This project goal is to inspect company reports about cyber-attacks and find the chunks of the documents that are specific to the techniques used by the attackers. So I trained two models (Detector and Classifier) and then used them in a pipeline with an HTML scraper to inspect a document from his url.
This project is based on training two models:
- Detector: given a sentence returns True if the sentence references some cyber-attacks techniques and False otherwise. It was built fine-tuning the pre-trained model BERT with our data (a .csv with two columns: text and target);
- Classifier: given a sentence for which the detector returned True has to return which techniques the sentence is referencing about (from the database of MITRE ATT&CK with 190 techniques). For this model I didn't use a pre-trained model but I trained an LSTM that is one of the best Neural Network to catch relationships in the embeddings of a text.
Once these two models are trained and saved they are available to use in the pipeline. This pipeline has three steps:
- Scraping an HTML company report about cyber-security at sentence level. So this chunk of code split an HTML document in sentences and save them in a .csv file.

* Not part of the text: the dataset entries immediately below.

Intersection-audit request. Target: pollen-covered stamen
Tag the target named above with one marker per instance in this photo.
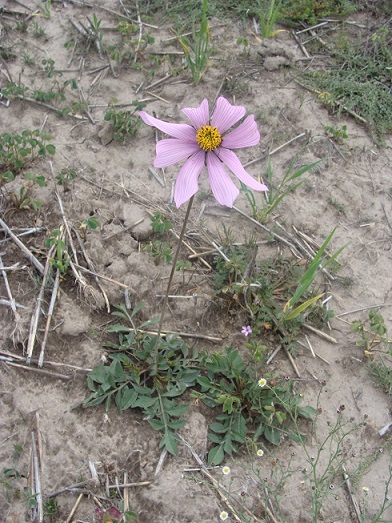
(209, 138)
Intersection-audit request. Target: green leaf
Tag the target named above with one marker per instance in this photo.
(204, 382)
(169, 441)
(128, 398)
(137, 308)
(219, 428)
(216, 455)
(307, 412)
(145, 402)
(177, 424)
(156, 424)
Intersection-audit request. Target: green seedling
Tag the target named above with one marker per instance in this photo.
(45, 8)
(125, 123)
(338, 134)
(243, 402)
(197, 50)
(269, 15)
(61, 257)
(22, 199)
(307, 280)
(160, 223)
(90, 224)
(65, 177)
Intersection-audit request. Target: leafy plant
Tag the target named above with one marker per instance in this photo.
(339, 134)
(61, 256)
(22, 199)
(223, 381)
(160, 250)
(245, 401)
(269, 15)
(357, 81)
(128, 381)
(197, 50)
(65, 177)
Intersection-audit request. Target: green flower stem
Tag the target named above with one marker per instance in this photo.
(164, 307)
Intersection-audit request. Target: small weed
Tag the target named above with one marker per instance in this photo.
(51, 507)
(28, 60)
(340, 207)
(38, 30)
(65, 177)
(160, 250)
(17, 451)
(60, 260)
(160, 223)
(269, 15)
(224, 381)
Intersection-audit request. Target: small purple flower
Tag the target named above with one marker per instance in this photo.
(207, 142)
(246, 330)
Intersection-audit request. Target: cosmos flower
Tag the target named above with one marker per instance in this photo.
(246, 330)
(208, 141)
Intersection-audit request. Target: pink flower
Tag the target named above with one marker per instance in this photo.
(246, 330)
(208, 141)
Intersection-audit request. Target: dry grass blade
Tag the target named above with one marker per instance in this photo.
(29, 255)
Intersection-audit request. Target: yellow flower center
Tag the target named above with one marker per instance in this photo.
(209, 138)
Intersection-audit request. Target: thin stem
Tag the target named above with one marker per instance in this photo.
(165, 301)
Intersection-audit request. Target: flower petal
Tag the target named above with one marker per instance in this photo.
(233, 163)
(177, 130)
(199, 116)
(226, 115)
(245, 135)
(171, 150)
(187, 179)
(222, 187)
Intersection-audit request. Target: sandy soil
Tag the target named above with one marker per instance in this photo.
(351, 190)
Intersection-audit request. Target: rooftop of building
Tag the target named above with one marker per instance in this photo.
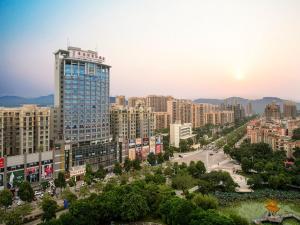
(82, 55)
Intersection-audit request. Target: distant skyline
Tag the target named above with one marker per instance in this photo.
(187, 49)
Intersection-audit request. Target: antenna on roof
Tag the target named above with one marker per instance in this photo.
(68, 42)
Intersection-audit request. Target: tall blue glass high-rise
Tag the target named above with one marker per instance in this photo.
(82, 106)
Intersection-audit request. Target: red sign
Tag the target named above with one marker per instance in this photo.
(157, 149)
(1, 162)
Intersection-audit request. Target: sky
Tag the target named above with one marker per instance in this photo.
(185, 48)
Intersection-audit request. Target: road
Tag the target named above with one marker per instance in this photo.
(215, 160)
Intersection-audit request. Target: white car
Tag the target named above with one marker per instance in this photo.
(19, 202)
(38, 193)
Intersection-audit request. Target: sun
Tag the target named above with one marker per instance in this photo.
(239, 75)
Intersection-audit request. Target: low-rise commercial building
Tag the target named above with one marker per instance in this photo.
(180, 132)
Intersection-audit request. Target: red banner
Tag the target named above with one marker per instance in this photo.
(1, 162)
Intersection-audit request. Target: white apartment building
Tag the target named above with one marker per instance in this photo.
(179, 132)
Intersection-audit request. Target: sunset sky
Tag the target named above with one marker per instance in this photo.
(188, 49)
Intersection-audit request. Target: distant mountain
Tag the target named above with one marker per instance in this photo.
(258, 105)
(15, 101)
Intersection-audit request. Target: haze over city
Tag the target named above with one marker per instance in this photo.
(213, 49)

- Using the detector on these sentences to check what sentences reference to some cyber-techniques.
- Using the classifier to check the specific techniques for each sentence about cyber-attacks.
The classifier has to classify the techniques in a sentence from a database of 190 techniques so it's a difficult classification. In order to have more probabilities of success I made the classifier return the 5 best classification output. Now for the evaluation the classifier is right if at least one of the 5 techniques predicted is in the sentence.
The output is a .csv file that has on a row:
- text: the sentence of the HTML document in string format;
- detection: the boolean result of the detector prediction;
- detection_confidence: the confidence of the detector prediction;
- classification: a list of the 5 best predictions of the classifier;
- classification_confidence: a list with the confidence of the 5 outputs of the classifier.